Spike Jonze is one of those filmmakers that seems much better in theory than reality. His films are all fiercely original and are revered by cinephiles everywhere. But, there’s a detachment to everything he’s made that’s impossible for me to get past. It’s like you’re watching his films from a distance. There’s no intimacy, even when there’s intimacy on screen. “Her” is no exception.
Set in the near future, Theodore (Joaquin Phoenix) works as a hand-letter writer, though he speaks what the letters should say, going through a divorce. Lonely, he learns of a new computer operating system that has artificial intelligence, making it more than just a generic, robotic OS. After answering a few basic questions, like how is his relationship with his mom, his OS takes the form of Samantha, voiced by Scarlett Johansson. She’s fun. Perky. Attuned to his needs. So much so, she begins to fall for him. He falls for her. What happens is one of the strangest love stories. Ever. In the history of the world. Maybe not the world, but it’s pretty strange.
Theodore and Sam do almost everything together. They even go on double dates with Theodore’s friends. Even a friend/former flame of his, played by Amy Adams and looking a lot like a blonde version of Cameron Diaz in “Being John Malkovich,” is becoming bff’s with her OS. The two even figure out a way to consummate their relationship.
The trick with “Her” is that since Samantha has no body, Jonze uses extreme close-ups of Phoenix’s face when they’re talking. It feels like half the film is just his face talking to an unseen being.
Pinning down what kind of film “Her” is no easy task. Is it an off-beat love story? A weird rumination on people’s ability to love? Or maybe Jonze is just commenting on the increasing laziness of people. Theodore writes letters for other people as a living, yet he doesn’t even write them. He just tells a computer what to write. Most of the people inhabiting this world don’t even seem to care about their appearance. One thing running throughout “Her” is a lack of effort on people’s parts to do anything, be it talk to another person or drive a car.

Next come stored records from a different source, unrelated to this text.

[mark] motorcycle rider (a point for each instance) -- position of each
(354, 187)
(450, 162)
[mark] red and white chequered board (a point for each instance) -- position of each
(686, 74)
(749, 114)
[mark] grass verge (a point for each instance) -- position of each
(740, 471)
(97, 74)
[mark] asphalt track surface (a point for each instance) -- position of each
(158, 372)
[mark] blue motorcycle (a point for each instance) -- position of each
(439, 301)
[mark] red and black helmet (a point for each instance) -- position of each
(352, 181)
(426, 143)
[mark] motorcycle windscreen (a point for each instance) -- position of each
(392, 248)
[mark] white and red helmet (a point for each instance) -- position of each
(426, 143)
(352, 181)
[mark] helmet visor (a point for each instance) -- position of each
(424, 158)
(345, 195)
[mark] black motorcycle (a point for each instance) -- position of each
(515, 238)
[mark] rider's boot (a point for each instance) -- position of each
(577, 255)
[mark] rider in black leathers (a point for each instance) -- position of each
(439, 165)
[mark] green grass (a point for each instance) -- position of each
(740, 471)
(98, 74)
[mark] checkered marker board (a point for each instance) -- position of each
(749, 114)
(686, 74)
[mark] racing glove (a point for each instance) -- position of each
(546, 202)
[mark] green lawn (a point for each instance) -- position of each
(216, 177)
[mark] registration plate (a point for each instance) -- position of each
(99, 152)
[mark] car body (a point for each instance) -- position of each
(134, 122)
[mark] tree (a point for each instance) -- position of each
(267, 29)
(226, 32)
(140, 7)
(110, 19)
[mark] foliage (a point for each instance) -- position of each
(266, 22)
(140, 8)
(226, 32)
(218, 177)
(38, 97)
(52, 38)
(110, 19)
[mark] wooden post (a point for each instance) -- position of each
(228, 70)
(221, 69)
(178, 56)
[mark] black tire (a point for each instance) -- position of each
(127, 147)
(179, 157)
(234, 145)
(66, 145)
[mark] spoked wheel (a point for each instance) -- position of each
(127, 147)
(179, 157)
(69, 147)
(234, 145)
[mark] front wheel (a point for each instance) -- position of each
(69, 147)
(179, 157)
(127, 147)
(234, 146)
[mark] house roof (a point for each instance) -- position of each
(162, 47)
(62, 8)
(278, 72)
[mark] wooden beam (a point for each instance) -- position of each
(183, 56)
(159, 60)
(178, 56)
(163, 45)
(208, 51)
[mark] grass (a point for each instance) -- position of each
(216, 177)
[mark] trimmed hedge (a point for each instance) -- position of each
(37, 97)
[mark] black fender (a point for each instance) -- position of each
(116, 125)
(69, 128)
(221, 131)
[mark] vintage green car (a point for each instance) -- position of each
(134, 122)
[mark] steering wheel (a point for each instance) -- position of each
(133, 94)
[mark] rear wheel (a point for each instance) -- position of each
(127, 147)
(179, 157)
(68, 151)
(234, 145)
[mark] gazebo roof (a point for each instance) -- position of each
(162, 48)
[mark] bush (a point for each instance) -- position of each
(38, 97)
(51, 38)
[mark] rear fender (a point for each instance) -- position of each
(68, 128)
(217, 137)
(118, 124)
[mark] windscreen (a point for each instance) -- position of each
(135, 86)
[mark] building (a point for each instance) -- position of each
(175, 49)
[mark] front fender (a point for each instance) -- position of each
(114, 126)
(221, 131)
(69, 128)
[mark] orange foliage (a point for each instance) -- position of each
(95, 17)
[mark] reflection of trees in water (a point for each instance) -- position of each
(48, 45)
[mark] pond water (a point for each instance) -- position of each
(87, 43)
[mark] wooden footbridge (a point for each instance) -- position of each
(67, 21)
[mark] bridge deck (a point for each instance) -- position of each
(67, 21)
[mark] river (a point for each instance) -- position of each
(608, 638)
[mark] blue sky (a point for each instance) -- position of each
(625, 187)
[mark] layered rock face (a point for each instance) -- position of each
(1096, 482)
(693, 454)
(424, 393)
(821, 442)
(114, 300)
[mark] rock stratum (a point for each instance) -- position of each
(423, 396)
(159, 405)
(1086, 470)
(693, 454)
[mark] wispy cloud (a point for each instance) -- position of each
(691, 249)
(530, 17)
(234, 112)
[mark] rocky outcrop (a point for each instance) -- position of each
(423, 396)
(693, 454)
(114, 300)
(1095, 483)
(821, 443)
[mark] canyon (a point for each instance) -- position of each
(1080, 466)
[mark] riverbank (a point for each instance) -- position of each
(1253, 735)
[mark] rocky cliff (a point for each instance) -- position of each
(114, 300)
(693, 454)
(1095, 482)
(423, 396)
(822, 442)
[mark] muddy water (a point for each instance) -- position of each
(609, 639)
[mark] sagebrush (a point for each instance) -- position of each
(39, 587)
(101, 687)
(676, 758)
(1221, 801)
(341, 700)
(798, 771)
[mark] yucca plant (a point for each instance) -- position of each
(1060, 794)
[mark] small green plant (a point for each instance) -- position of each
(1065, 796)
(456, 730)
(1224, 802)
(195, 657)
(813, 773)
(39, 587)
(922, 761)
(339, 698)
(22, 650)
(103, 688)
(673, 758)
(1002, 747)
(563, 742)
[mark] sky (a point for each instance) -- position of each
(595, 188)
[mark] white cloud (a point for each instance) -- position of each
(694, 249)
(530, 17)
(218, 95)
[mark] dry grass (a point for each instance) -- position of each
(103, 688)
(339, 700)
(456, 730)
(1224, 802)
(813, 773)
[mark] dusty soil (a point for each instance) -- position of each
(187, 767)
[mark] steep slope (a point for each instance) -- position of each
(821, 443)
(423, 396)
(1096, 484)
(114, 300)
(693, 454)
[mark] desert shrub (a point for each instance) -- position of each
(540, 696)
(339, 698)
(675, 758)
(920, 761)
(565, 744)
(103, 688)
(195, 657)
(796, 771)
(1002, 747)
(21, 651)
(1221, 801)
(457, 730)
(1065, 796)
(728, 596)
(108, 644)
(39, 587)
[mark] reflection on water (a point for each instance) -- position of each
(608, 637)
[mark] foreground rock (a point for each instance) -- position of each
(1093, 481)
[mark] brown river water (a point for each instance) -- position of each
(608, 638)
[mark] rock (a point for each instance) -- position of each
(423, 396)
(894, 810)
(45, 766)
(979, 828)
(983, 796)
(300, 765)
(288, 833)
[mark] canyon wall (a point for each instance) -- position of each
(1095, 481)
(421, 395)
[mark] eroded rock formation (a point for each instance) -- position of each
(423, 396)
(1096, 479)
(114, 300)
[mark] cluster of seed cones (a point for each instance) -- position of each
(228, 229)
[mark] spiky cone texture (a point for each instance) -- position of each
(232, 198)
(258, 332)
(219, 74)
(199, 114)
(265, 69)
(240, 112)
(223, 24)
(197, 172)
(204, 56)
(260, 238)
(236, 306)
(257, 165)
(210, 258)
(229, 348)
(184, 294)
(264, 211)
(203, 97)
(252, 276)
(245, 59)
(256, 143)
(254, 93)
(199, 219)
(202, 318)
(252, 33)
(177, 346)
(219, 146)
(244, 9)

Perhaps Jonze is right, that one day somebody will fall for a computer system. Our lives are becoming increasingly isolated and plugged in, so isn’t that just the logical progression of things? The film even goes so far as to suggest that instead of actual parenting, people will want to play video games where you are a parent. This is all fine and well, so long as the jacked-up pants all of the men wear don’t come into style. Nobody needs to wear pants up to their belly button.